Dreaming of electric planes and planting trees will not save our planet
The UK aviation industry this week promised to bring its net carbon emissions down to zero by 2050 while growing by 70 per cent, and Prime Minister Boris Johnson boldly predicted that “viable electric planes” would be available in just a few years.
In response to an earlier post on The BFD, reader Brian Dingwall posted some interesting facts: “An Airbus A320 Neo carries 266MWh of fuel energy. A battery pack carrying the same energy would weight 1640 tons, 19 times the maximum, take-off weight. [Plugged into] a 1MW source it would take 11 days to charge.” We are going to need a lot more space at the airports to park all the planes while charging.
“A ha”, I hear you say, “what about Moore’s Law and everything getting smaller, faster, lighter like computers and smartphones?” Brian’s factoids go on to point out: “Not applicable. Electrons in a microprocessor do not take up space but ions in a battery do. Only major new battery chemistry will bring major changes.”
So we have a wee way to go before we take our first battery-powered long-haul vacation.
But past experience with innovation in aviation suggests that such ambitious targets are unrealistic and distracting. The only way the UK can get to net zero emission aviation by 2050 is by having a substantial period of no aviation at all. Let’s stop placing impossible hopes on breakthrough technologies, and try to hit emissions targets with today’s technologies. Our recent report “Absolute Zero” draws on work at six British universities to explain how. […]

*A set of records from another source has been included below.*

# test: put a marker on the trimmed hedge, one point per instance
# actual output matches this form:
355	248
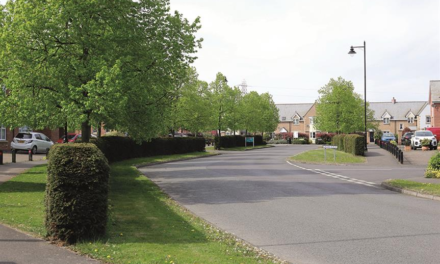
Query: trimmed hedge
236	141
76	193
122	148
352	143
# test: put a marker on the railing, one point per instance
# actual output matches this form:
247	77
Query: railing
393	149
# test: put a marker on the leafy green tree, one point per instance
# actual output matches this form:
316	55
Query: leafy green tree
192	108
90	61
339	109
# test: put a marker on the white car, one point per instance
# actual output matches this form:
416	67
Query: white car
35	141
419	135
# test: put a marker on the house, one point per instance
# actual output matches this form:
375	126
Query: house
394	116
434	102
297	118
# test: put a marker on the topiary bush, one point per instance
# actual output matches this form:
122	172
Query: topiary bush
433	170
76	193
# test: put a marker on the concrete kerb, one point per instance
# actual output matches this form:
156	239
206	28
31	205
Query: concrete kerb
408	192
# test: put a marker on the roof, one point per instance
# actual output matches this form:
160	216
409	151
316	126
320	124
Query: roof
398	110
290	110
434	89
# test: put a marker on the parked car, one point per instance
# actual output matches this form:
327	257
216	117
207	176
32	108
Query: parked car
419	135
388	137
71	137
406	137
435	131
37	142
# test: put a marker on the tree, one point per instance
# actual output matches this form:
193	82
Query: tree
90	61
339	109
192	108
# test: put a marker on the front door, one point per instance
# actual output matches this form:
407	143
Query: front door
371	136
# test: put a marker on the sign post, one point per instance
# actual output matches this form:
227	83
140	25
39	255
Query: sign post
249	140
329	147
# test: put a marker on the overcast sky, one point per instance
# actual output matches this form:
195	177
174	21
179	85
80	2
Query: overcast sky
291	48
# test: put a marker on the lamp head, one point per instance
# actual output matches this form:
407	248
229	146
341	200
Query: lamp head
351	52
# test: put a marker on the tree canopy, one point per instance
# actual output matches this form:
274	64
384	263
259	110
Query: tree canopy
90	61
339	109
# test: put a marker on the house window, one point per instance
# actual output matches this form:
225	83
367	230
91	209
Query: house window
2	132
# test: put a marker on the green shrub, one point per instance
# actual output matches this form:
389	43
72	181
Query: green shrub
76	193
433	170
237	141
122	148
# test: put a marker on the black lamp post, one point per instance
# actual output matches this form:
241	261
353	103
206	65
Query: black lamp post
352	53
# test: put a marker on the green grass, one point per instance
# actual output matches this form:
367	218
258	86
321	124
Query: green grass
317	156
145	225
426	188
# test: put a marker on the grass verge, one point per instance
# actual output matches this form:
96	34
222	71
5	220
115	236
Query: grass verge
426	188
317	156
145	225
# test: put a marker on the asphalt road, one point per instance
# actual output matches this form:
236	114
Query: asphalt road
307	213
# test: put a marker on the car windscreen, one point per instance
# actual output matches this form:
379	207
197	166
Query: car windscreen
24	135
424	134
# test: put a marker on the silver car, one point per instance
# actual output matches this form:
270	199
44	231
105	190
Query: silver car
419	135
37	142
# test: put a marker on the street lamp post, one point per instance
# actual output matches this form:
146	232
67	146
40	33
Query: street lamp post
352	53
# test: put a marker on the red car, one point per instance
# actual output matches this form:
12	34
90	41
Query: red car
71	137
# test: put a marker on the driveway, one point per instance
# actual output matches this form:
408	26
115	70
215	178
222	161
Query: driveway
304	213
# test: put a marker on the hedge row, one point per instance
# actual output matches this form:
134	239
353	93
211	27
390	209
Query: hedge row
236	141
76	193
122	148
352	143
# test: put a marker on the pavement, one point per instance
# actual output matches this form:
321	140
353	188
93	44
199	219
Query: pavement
19	248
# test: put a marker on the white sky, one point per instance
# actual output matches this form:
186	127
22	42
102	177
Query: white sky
291	48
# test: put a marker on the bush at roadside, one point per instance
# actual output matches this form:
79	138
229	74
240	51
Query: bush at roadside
433	170
76	193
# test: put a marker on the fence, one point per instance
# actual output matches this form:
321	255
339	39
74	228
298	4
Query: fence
393	149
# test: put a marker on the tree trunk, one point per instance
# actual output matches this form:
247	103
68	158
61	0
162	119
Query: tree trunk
85	132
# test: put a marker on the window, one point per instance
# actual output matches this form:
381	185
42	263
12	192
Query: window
2	132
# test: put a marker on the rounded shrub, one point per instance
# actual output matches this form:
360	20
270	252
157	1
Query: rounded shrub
76	193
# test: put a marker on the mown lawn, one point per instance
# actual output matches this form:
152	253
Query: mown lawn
317	156
145	226
426	188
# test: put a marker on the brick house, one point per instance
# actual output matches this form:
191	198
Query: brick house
434	102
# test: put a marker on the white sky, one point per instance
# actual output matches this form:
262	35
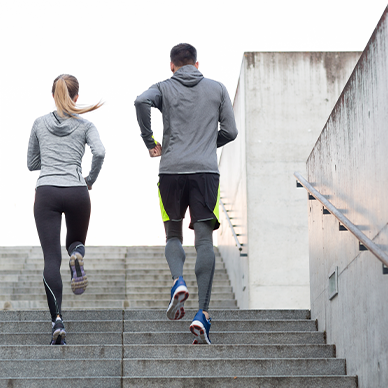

So the commitment to net zero aviation by 2050 is really a commitment to zero aviation. Rather than hope new technology will magically rescue us, we should stop planning to increase fossil-fuel flights and commit to halving them within 10 years with an eye toward phasing them out entirely by 2050.
Taxing aircraft fuel at the level of the UK’s current road fuel tax would be a useful first step: I estimate that it would make flights up to four times more expensive.
Climate policy announcements so far have failed to account for the limited rate at which new technologies can reach significant scale. Fifty years after the Danes began developing wind turbines, they contribute just 2 per cent of world primary energy. Regardless of prices or incentives, new energy generation, transport and industrial processes require public consultation on regulations, land use, funding, environmental impacts and more. This all slows down their adoption.Financial Times
So the first step is to hike fuel costs and thus ticket prices by a factor of 4 and if that doesn’t work then ground all the planes – simple. Although I do wonder how the CoP delegates are going to get to their annual
wasteful talkfests conferences. Perhaps St Greta can organise a fleet of yachts?
Shaw’s Zero Carbon plan must include the zero carbon plane, shawley?